Subsection 7(4) of the of the FBTAA states:
For the purposes of subsection (3), where a prohibition on the application of a car for a private use, by a person is not consistently enforced, the person shall be deemed to be entitled to use the car, or to apply the care to a private use, notwithstanding the prohibition.
Tax Determination TD 94/16 paragraph 2 states that:
Where, however:
a. the employer's car is kept in safe storage away from the employee's place of residence ; and
b. the employer's car is not at the business premises; and
c. the custody and control of the car has been removed from the employee and from the associates of the employee; and
d. the employee is not entitled to use the car for private purposes and an associate of the employee is not entitled to use the car'
the car will not be taken to be available for the employee's private use, unless the condition in paragraph 2d. is not consistently enforced (subsections 7(3) & (4)).

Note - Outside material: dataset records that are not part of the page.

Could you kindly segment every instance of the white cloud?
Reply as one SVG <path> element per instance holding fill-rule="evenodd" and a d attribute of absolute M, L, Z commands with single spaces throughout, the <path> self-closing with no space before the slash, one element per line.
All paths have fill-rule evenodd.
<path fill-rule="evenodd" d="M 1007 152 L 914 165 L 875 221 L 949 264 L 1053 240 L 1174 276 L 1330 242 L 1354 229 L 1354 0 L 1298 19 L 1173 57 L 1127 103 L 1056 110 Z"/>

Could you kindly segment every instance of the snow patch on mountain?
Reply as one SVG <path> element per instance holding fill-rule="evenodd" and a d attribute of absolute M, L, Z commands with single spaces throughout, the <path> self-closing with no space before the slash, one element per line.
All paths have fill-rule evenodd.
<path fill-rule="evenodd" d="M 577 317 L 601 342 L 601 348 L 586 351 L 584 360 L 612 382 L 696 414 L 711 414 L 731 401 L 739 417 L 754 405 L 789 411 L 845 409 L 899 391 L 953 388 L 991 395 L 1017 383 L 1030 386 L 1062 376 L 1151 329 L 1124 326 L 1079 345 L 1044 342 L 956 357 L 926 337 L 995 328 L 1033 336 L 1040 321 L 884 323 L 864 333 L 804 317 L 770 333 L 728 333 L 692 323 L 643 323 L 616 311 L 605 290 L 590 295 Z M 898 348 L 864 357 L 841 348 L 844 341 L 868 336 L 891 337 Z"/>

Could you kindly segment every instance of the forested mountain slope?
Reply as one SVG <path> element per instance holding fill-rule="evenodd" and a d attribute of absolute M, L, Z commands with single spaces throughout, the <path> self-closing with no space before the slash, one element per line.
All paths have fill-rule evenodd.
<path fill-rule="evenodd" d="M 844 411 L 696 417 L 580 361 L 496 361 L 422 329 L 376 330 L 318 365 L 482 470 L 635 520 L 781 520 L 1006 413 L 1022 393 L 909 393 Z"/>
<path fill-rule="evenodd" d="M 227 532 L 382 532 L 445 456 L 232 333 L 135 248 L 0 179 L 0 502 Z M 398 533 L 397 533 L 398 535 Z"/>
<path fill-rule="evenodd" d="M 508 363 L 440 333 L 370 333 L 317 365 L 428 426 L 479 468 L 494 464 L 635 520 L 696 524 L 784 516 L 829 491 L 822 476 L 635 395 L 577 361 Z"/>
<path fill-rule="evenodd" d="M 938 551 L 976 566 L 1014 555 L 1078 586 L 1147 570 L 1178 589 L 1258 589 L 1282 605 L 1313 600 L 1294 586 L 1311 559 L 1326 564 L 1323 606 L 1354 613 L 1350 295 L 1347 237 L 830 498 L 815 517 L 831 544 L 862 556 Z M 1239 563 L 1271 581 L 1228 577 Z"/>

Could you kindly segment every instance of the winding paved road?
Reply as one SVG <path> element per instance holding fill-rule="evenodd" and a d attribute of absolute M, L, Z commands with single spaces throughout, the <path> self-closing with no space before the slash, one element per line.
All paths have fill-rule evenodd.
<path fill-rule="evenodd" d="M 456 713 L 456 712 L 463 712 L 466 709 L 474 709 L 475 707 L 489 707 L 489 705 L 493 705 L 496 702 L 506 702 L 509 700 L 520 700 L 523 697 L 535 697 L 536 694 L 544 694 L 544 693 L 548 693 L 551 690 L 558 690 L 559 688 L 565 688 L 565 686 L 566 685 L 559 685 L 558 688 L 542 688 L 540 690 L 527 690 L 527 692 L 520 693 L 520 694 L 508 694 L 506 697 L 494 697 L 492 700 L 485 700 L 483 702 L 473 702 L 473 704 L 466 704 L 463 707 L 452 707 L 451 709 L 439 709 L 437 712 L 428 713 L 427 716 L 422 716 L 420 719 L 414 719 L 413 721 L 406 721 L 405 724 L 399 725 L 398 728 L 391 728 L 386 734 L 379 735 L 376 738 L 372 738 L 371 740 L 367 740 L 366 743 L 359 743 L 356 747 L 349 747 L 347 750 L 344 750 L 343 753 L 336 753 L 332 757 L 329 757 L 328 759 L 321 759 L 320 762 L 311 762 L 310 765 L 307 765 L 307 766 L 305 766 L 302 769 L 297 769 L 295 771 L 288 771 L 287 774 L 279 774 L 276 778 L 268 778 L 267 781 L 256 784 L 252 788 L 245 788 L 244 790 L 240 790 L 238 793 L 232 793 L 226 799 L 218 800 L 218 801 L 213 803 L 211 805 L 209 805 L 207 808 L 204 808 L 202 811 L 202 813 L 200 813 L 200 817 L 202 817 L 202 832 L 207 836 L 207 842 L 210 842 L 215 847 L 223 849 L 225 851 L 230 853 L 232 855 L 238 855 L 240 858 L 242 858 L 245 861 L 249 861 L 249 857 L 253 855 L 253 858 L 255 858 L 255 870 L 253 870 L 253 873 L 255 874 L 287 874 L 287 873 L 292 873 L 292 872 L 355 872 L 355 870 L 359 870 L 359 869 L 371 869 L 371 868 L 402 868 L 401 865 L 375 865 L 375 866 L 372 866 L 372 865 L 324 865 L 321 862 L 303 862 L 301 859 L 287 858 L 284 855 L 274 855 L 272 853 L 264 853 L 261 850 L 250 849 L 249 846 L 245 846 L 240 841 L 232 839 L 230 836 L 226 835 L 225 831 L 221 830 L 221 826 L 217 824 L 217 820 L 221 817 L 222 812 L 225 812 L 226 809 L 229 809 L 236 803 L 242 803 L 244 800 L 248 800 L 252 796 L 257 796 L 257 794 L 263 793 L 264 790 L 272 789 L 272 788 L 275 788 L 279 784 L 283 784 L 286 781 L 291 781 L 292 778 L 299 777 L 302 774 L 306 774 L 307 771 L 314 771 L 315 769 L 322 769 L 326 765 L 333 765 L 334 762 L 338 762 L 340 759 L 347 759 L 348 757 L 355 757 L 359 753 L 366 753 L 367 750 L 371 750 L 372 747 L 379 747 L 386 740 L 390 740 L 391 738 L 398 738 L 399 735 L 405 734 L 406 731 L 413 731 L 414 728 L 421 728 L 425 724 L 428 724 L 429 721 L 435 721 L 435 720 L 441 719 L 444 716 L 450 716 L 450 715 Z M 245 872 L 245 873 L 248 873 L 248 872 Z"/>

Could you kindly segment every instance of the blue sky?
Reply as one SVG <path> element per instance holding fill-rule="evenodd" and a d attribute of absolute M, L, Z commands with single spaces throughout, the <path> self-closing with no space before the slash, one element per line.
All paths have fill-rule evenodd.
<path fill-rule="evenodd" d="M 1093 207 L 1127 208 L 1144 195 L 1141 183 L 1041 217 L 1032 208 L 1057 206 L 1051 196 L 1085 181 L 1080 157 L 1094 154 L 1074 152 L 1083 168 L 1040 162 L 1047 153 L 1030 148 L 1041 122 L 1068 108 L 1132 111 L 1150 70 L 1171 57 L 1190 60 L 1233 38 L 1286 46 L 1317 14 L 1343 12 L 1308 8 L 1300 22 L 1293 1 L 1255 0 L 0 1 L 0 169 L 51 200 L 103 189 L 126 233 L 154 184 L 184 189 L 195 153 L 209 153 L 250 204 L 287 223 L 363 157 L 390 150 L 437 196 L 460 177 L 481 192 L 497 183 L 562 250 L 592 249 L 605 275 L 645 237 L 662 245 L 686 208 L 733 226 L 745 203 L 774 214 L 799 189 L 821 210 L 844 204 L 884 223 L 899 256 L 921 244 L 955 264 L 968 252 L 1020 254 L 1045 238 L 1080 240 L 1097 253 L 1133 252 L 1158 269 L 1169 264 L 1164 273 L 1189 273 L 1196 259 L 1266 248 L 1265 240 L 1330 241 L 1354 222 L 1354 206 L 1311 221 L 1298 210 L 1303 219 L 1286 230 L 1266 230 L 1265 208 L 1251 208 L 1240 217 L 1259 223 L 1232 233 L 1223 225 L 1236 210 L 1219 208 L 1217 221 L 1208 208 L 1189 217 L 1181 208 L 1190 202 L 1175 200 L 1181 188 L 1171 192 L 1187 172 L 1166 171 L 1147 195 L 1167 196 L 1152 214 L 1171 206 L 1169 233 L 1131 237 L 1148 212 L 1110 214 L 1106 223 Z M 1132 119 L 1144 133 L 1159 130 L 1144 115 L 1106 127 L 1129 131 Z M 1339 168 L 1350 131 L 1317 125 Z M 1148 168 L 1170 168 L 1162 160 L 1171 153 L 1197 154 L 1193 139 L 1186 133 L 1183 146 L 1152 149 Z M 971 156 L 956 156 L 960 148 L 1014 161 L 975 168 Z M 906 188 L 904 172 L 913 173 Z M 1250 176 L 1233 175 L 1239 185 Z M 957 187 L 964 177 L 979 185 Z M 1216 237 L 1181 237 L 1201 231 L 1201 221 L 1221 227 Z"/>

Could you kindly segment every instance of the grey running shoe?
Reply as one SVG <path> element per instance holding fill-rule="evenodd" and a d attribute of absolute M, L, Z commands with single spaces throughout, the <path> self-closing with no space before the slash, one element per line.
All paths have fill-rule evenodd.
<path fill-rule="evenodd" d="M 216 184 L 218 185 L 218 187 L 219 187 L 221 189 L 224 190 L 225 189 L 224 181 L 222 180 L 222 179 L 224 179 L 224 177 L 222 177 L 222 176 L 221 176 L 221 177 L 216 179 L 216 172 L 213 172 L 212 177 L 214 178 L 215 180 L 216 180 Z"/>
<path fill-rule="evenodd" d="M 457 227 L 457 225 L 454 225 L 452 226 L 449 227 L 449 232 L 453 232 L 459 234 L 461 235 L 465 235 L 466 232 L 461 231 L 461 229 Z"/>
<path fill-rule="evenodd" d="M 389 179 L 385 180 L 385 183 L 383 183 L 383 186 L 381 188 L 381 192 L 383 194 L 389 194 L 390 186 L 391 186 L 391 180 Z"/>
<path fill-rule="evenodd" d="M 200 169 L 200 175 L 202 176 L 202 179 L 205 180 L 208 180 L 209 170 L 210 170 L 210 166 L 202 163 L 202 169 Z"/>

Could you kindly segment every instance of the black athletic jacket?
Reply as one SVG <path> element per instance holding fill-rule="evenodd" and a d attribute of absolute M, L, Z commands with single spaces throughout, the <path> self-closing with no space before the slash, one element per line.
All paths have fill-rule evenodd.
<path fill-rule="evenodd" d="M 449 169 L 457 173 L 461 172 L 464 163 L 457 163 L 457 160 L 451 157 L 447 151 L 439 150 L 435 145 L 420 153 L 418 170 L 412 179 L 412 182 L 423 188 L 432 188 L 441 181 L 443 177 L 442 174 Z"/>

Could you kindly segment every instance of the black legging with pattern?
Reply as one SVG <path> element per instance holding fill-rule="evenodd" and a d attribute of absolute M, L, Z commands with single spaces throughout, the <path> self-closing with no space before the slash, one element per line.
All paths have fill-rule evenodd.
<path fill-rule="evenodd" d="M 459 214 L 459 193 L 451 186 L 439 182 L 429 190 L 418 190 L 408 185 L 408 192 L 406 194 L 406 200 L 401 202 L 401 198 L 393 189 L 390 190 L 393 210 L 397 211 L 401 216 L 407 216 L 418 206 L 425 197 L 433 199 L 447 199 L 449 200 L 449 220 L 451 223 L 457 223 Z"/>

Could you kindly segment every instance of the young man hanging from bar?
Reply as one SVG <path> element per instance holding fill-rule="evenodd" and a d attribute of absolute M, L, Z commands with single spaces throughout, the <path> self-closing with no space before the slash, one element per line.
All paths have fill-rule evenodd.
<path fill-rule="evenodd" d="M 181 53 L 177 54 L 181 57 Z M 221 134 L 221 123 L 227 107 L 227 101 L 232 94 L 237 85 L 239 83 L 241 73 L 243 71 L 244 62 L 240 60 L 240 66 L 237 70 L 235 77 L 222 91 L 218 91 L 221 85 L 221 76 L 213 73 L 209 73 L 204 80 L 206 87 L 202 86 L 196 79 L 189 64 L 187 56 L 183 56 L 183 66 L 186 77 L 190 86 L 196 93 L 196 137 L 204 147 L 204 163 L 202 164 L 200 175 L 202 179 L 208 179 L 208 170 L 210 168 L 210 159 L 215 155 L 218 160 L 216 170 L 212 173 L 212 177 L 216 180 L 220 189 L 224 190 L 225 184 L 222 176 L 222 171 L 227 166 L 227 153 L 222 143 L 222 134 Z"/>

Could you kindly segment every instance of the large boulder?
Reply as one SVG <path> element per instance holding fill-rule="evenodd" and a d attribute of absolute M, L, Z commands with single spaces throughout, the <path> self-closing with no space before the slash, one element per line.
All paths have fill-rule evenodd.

TD 94/16 uses the following example:
An employee who is provided with a car by her employer leaves the car in a commercial storage facility( e.g. an airport parking station) while on an interstate business trip. The employee cannot leave the car on the employer's premises because there are no car parking facilities available. The commercial storage facility is not in the vicinity of the employee's residence. The car will not be taken as being available for the employee's private use if the employer removes the control and custody of the car from the employee (e.g. takes the car keys) and enforces a prohibition on the private use of the car by the employee or any associate of the employee.
It is necessary to consider both who has control and custody of the vehicle, and whether or not the employee or associate is entitled to use the car for private purposes during the period.
Fringe benefits tax - a guide for employers in chapter 7 states that where a car is in a workshop for extensive repairs, for example, following a motor vehicle accident, it is not available for the private use of the employee. However, a car is considered to be available for private use where it is in the workshop for routine service and maintenance.
When the car has been impounded for 30 days it has not been available for the private use of the employee or their associates. The custody and control of the car has been removed from the employee and associates of the employee, and the car has been kept in safe storage away from the employee's place of residence and the employer's business premises.
Given the factors outlined above the car is considered not to be available for personal use when the vehicle is impounded for the period of 30 days.